Option 1: Unity Standalone Build

  1. Build your Unity environment with the trained model
  2. The model will automatically use the ONNX file for inference
  3. Deploy as a standalone executable

Option 2: Python Integration

# For integration into larger Python applications
class HuggyAgent:
    def __init__(self, model_path):
        self.session = ort.InferenceSession(model_path)
        self.input_name = self.session.get_inputs()[0].name
        
    def act(self, observation):
        """Get action from observation"""
        obs_input = np.array(observation, dtype=np.float32).reshape(1, -1)
        action_probs = self.session.run(None, {self.input_name: obs_input})
        return np.argmax(action_probs[0])
    
    def act_stochastic(self, observation):
        """Get stochastic action from observation"""
        obs_input = np.array(observation, dtype=np.float32).reshape(1, -1)
        action_probs = self.session.run(None, {self.input_name: obs_input})[0]
        return np.random.choice(len(action_probs), p=action_probs)

# Usage
agent = HuggyAgent("results/Huggy2/Huggy.onnx")
action = agent.act(current_observation)

Option 3: Web Deployment

# For web applications using Flask/FastAPI
from flask import Flask, request, jsonify
import onnxruntime as ort
import numpy as np

app = Flask(__name__)
model = ort.InferenceSession("Huggy.onnx")

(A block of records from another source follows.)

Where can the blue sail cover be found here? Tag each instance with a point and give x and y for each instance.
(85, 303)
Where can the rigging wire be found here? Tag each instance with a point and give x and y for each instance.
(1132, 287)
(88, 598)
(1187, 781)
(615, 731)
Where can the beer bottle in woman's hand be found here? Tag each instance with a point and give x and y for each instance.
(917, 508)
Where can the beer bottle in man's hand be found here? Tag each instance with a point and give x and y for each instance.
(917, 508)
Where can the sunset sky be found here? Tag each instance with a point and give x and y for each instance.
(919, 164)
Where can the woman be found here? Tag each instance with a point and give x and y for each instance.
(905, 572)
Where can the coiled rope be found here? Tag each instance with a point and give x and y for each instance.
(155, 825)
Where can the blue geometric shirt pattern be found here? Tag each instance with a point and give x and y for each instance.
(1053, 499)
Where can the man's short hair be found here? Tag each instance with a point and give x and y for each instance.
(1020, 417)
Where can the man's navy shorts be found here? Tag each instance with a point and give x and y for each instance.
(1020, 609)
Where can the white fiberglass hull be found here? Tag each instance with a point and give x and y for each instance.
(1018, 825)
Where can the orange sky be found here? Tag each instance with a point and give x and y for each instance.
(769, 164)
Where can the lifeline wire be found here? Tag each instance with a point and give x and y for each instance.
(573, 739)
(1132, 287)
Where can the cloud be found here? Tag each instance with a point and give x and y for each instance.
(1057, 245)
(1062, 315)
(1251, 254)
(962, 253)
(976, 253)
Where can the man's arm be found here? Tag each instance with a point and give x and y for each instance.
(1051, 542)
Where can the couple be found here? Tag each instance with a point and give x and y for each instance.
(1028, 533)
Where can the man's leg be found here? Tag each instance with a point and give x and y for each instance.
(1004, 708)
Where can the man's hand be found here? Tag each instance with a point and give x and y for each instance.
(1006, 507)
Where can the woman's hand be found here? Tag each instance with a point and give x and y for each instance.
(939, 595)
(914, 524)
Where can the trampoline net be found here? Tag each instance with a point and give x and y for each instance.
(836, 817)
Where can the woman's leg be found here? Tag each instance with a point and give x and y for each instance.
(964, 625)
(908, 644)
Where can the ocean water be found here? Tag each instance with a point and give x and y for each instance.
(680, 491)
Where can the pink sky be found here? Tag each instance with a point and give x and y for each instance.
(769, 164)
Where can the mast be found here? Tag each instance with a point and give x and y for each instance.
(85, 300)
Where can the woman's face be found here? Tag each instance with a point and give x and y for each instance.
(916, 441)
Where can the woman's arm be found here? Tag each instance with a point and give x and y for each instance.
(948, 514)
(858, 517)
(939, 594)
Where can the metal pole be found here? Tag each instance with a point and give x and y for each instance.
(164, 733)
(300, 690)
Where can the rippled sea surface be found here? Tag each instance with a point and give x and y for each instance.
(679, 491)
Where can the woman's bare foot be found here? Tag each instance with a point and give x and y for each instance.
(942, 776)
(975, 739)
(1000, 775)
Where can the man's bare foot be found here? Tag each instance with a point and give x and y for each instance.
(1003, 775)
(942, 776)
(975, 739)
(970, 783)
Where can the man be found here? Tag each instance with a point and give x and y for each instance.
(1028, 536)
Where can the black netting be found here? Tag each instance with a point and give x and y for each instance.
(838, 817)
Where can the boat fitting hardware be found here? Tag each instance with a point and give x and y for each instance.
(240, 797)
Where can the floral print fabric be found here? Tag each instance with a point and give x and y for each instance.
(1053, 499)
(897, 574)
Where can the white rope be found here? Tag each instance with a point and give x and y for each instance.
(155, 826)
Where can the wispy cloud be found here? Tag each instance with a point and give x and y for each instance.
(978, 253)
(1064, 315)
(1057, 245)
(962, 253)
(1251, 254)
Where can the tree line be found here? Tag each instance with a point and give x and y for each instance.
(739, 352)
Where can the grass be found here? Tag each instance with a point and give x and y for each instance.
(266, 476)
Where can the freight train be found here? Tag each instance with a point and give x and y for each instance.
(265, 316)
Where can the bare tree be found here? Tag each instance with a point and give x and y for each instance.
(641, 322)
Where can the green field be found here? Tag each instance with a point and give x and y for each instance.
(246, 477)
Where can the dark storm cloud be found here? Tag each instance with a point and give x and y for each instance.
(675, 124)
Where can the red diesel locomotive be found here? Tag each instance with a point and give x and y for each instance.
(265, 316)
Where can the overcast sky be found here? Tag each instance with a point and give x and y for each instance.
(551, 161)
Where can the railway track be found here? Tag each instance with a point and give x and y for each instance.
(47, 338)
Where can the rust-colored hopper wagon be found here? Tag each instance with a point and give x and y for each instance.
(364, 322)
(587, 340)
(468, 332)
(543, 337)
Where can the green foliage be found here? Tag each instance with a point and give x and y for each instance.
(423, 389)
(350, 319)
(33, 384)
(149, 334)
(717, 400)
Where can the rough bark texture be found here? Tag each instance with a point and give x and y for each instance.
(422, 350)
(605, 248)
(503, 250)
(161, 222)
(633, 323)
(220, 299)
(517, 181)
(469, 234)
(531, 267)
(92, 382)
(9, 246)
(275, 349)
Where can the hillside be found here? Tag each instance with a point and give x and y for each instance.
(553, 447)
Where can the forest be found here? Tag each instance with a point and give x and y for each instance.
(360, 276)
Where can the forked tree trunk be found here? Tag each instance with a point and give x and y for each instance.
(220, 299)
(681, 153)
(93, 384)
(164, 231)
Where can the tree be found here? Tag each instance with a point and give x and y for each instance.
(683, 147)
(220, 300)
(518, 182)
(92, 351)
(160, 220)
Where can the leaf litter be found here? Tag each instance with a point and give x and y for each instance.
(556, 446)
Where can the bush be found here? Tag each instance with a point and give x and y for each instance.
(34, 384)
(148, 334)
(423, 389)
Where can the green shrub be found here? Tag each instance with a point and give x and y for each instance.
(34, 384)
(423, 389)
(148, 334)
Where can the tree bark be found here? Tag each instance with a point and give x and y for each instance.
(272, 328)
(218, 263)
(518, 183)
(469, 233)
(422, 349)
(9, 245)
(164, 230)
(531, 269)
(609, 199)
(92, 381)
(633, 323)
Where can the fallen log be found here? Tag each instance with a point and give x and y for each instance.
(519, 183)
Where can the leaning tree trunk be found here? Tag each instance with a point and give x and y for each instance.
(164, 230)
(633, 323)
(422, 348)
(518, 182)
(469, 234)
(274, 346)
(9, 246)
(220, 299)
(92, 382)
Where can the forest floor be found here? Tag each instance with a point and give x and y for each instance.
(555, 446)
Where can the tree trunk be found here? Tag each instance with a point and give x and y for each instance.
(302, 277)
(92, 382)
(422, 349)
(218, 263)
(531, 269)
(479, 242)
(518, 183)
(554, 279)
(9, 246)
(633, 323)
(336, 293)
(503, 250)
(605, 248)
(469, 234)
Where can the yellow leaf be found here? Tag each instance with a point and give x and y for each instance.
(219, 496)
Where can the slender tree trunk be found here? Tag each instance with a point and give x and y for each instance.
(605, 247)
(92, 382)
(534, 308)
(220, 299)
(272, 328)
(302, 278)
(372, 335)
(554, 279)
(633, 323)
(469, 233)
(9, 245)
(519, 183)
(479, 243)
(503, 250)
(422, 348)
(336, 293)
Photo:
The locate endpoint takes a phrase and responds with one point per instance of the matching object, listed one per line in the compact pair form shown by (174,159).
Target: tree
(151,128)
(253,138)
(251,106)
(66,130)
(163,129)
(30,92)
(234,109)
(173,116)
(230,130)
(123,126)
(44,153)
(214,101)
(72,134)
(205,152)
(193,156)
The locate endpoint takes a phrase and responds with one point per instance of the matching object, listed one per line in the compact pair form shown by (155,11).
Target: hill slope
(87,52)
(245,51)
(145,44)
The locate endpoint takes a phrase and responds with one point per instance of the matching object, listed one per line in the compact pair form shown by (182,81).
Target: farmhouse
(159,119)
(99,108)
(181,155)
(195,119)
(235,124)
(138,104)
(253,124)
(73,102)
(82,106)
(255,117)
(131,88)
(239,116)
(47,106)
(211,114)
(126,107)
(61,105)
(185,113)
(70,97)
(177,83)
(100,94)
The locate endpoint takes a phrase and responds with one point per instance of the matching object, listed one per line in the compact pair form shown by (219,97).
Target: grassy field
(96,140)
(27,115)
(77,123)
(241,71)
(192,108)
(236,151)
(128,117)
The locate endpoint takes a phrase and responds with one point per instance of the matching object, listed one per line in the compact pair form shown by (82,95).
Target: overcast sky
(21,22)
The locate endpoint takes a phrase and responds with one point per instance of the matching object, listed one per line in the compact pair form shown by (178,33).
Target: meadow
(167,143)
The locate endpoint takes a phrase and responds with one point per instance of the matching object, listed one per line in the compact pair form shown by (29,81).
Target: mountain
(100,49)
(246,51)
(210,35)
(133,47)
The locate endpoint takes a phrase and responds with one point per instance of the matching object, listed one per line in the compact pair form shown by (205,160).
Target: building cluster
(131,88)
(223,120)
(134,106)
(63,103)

@app.route('/predict', methods=['POST'])
def predict():
    data = request.json
    observation = np.array(data['observation'], dtype=np.float32)
    
    action_probs = model.run(None, {"obs_0": observation.reshape(1, -1)})
    action = int(np.argmax(action_probs[0]))
    
    return jsonify({'action': action, 'confidence': float(np.max(action_probs[0]))})

if __name__ == '__main__':
    app.run(debug=True)

Troubleshooting

Common Issues

  1. ONNX Model Loading Errors

    • Ensure ONNX runtime version compatibility
    • Check model file path and permissions
  2. Unity Environment Connection

    • Verify Unity environment executable path
    • Check port availability (default: 5004)
  3. Observation Shape Mismatches

    • Ensure observation preprocessing matches training
    • Check input normalization requirements
  4. Performance Issues

    • Use deterministic policy for consistent results
    • Consider batch inference for multiple agents

Performance Optimization

# Batch processing for multiple agents
def batch_predict(model_session, observations):
    """Process multiple observations at once"""
    batch_obs = np.array(observations, dtype=np.float32)
    action_probs = model_session.run(None, {"obs_0": batch_obs})
    actions = np.argmax(action_probs[0], axis=1)
    return actions

This guide provides comprehensive instructions for deploying and using your trained Huggy PPO agent in various scenarios, from simple testing to production deployment.